Мы встречаемся взглядами, и я наконец осознаю, что без ума от нее.
5
На жаргоне аферистов «завлекала» — это человек, который втягивает жертву в аферу. Он в буквальном смысле завлекает его. Как правило, завлекала играет на жадности жертвы, его тщеславии или половых инстинктах. Или же и на том, и на другом, и на третьем.
6
Серьезные аферы сродни восхождению на Эверест. Главное в этом деле — подготовка. Успех ведь зависит не столько от умения карабкаться по горам, сколько от хорошей подготовки. К началу восхождения результат уже предопределен. Есть ли у вас все нужное, чтобы разбить лагерь? Удалось ли вам нанять лучшего проводника из местных? Все ли у вас в порядке со здоровьем? Не пожалели ли вы денег на первоклассную экипировку? Можете ли довериться тем, с кем идете?
Прежде чем красть двадцать миллионов долларов, я должен убедиться, что тылы у меня надежно прикрыты. Нельзя, чтобы моего сына избили или вообще убили, пока я буду проворачивать аферу. В первую очередь я должен обезопасить Тоби.
Как убедить гангстера не убивать твоего сына? Все просто — сделай так, чтобы перед ним замаячила перспектива нагреть руки. Сначала необходимо встретиться с ним лицом к лицу. В случае с Андре Сустевичем, Профессором, дело нехитрое — надо просто позвонить в дверь.
У Сустевича особняк в районе Пасифик-Хайтс.
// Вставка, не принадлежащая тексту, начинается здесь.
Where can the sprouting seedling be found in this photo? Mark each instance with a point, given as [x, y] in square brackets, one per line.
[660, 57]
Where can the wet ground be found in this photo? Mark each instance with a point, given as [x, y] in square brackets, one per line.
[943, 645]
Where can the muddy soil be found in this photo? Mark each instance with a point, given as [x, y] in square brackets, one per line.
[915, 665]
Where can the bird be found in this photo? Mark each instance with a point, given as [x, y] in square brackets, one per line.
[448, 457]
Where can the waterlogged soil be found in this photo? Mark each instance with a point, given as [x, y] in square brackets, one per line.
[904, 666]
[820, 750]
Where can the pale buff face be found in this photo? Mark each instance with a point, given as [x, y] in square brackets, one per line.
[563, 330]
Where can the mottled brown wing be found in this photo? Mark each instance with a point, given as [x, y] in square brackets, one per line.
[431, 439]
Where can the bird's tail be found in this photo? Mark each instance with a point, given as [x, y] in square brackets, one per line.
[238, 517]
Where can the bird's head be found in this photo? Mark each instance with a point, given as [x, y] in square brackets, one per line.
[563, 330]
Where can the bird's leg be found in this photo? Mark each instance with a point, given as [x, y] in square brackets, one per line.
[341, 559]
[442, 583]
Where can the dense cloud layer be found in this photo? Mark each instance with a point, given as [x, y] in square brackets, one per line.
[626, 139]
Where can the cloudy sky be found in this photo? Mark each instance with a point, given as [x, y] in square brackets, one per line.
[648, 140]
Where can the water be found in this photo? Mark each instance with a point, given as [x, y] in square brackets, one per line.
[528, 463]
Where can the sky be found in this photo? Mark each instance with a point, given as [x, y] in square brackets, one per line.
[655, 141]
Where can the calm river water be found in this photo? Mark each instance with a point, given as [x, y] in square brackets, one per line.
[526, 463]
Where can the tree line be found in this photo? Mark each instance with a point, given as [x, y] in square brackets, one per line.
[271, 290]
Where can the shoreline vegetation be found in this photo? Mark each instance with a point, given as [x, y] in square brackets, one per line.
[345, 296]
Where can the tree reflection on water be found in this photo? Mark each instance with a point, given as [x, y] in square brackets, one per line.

Он как-то признался журналистам, что обосновался в Сан-Франциско, поскольку этот город похож на Москву — такой же серый, холодный, гнетущий. По дороге к его резиденции я думаю, что из окон собственного дома в Пасифик-Хайтс Сан-Франциско не казался бы мне таким уж мрачным. Дом Сустевича построил один железнодорожный магнат в 1980-е годы. Резиденция, избежавшая землетрясения и пожара 1906 года, занимает целый квартал. Великолепной работы фронтоны, башенка в углу, нарочито богатая внешняя отделка — классика викторианского стиля. Дом выкрашен в ярко-желтый цвет — наверное, чтобы разгонять тоску, от которой, видимо, никуда не деться, когда живешь в шестнадцатикомнатном особняке с прекрасным видом на залив и мост «Золотые ворота».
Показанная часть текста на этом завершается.